You could choose one tradition a week and again send out a series of cards. Again, many people today don’t know why we celebrate the traditions we do and you can give them a Christian explanation. Be sure to always remind them, that in addition to the reasons we have candy canes or Christmas trees (both with very Christian historical traditions) the “reason for the season” really is that Jesus, who was fully God, became fully man to grow up and become our Savior.
What’s most important
The most important thing about either of these communication/church marketing projects is not how fancy your clip art is or how stunning the type face that you choose. What is most important is if you create these and send them out with lots of love and prayer for the visitors to your church, you have a tangible way to let them know you care.
In the past, when the culture, school system, and world view was Christian, when you talked about Jesus and accepting him as your personal Savior, most people knew what you were talking about. They may not have believed it, they may not have thought it applied to them, but part of their cultural worldview was a Biblical view of the historical Jesus. Again, they may not have accepted it personally but they knew the facts about who and what they were rejecting. It is very different today.
Now, when you mention Jesus, you need to be very complete and clear what Jesus you are talking about. Are you talking about:
A Jesus who is in every person, a sort of divine spark, which is what many new-age folks believe?
A Jesus who was a first century Jew and who did good works and taught ethical precepts, but was not the Messiah, as Jewish people believe?
A prophet, but not the prophet, as the Muslims believe?
Or are you talking about the eternally existing second person of the Trinity, who came to earth, died, was buried, physically rose from the dead, and who is coming again, which is what evangelical Christians believe?
This is just the start of what you need to completely communicate about Jesus: his life, substitutionary death, his physical resurrection, his intercession for us today, his coming return. All of these truths are not part of most people’s current world view. You cannot assume that people have any knowledge of them when they come to your church. You can’t ask them to commit to a savior if they don’t even know who he really is.

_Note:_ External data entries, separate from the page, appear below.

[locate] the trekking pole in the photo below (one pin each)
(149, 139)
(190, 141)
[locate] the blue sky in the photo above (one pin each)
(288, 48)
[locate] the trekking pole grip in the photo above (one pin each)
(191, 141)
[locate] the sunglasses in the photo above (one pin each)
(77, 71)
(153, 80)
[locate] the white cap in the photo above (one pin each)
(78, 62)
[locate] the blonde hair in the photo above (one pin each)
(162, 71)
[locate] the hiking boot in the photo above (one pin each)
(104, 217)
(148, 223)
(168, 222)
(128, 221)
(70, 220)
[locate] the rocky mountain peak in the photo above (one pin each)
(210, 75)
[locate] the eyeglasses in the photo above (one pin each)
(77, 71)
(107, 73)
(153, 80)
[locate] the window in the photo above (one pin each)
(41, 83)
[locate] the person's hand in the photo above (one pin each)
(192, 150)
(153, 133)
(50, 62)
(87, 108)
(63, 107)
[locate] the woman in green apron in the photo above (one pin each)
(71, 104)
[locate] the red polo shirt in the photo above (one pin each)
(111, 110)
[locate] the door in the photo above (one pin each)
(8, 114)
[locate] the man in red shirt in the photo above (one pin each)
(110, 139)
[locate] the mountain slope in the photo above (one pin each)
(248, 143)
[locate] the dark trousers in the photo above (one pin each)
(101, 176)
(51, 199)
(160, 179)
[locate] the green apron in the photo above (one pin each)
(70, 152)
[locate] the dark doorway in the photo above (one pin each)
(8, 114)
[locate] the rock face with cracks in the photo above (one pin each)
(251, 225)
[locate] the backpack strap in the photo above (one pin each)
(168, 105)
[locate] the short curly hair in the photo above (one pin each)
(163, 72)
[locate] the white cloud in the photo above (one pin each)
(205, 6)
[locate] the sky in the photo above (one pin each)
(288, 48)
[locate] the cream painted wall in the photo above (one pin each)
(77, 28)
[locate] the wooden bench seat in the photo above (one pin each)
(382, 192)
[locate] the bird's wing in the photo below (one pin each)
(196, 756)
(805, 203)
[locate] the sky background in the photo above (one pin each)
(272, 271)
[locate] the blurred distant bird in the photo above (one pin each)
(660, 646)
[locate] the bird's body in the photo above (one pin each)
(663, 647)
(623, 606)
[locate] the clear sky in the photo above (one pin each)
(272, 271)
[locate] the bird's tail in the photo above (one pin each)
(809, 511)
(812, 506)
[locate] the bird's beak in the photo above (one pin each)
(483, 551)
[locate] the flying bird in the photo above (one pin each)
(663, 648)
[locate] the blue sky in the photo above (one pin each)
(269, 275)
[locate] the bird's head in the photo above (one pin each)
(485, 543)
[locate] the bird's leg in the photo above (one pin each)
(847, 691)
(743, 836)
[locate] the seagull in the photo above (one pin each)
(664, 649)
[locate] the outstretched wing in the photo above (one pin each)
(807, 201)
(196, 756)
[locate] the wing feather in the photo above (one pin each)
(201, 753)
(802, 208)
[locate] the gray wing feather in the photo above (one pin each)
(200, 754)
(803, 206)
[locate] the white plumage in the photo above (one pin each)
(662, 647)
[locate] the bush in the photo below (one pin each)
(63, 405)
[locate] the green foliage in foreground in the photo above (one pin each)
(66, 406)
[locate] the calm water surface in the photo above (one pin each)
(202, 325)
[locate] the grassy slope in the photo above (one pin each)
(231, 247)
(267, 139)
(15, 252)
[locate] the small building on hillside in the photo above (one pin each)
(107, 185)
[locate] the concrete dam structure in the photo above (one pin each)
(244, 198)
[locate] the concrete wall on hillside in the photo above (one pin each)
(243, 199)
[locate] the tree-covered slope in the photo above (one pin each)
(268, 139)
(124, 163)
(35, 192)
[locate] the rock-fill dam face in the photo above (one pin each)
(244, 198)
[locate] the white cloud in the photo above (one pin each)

A practical example of the dangers of incomplete communication about Jesus
Imagine it is Christmas and your church hosts a Christmas concert: wonderful organ music, uplifting choir pieces, moving poetry, and Bible passages all as background to a moving Christmas pageant. In the beautifully designed program (that the church communicator worked for hours to create and that cost a small fortune to print), is the statement:
If you have not accepted Jesus as your personal Lord and Savior, we trust that the joy of the music and message will so fill your heart that you will accept the true peace and joy of Christmas and become a Christian.
I do not want to be cynical, the Spirit can move in any way he desires, but if a person would then check on a card that he or she responded to this message, what does that mean? Does that person have any idea of the complete gospel message? Of the Jesus of history and not just the Jesus of beautiful hymns? Of cross-bearing and the crucifixion of Jesus and not simply Jesus the tiny baby in a manger? You may feel that you shared the gospel, that you challenged people to become Christians, but if someone responded to this incomplete gospel presentation, what really happened?
The early church required that potential converts go through a lengthy teaching time of many weeks and in-depth instruction before they were allowed to publicly proclaim their faith and be baptized. If we are not careful to completely proclaim the Christian gospel and completely teach people what a response to that gospel involves, we may be responsible for souls who think they have become a Christians but who are tragically, completely wrong.
Beyond the details of events and the essentials of salvation
The need to be complete goes beyond being certain we have all the details of events in place, though this is very important if we want to connect people with life-changing events. Being complete also moves beyond being certain people understand what it means to become a Christian, though that is the essential starting point.
We must also be complete in preparing our people to defend the faith. If we don’t take the time to completely explain, defend, and teach in depth about our faith, our people will be unprepared for those who oppose the Christian message, but who take time and care to completely put forth their false teachings. Though this component of effective church communications is most emphasized in Step 4, INSTRUCT; we must keep it in mind in every step of our communication ministry.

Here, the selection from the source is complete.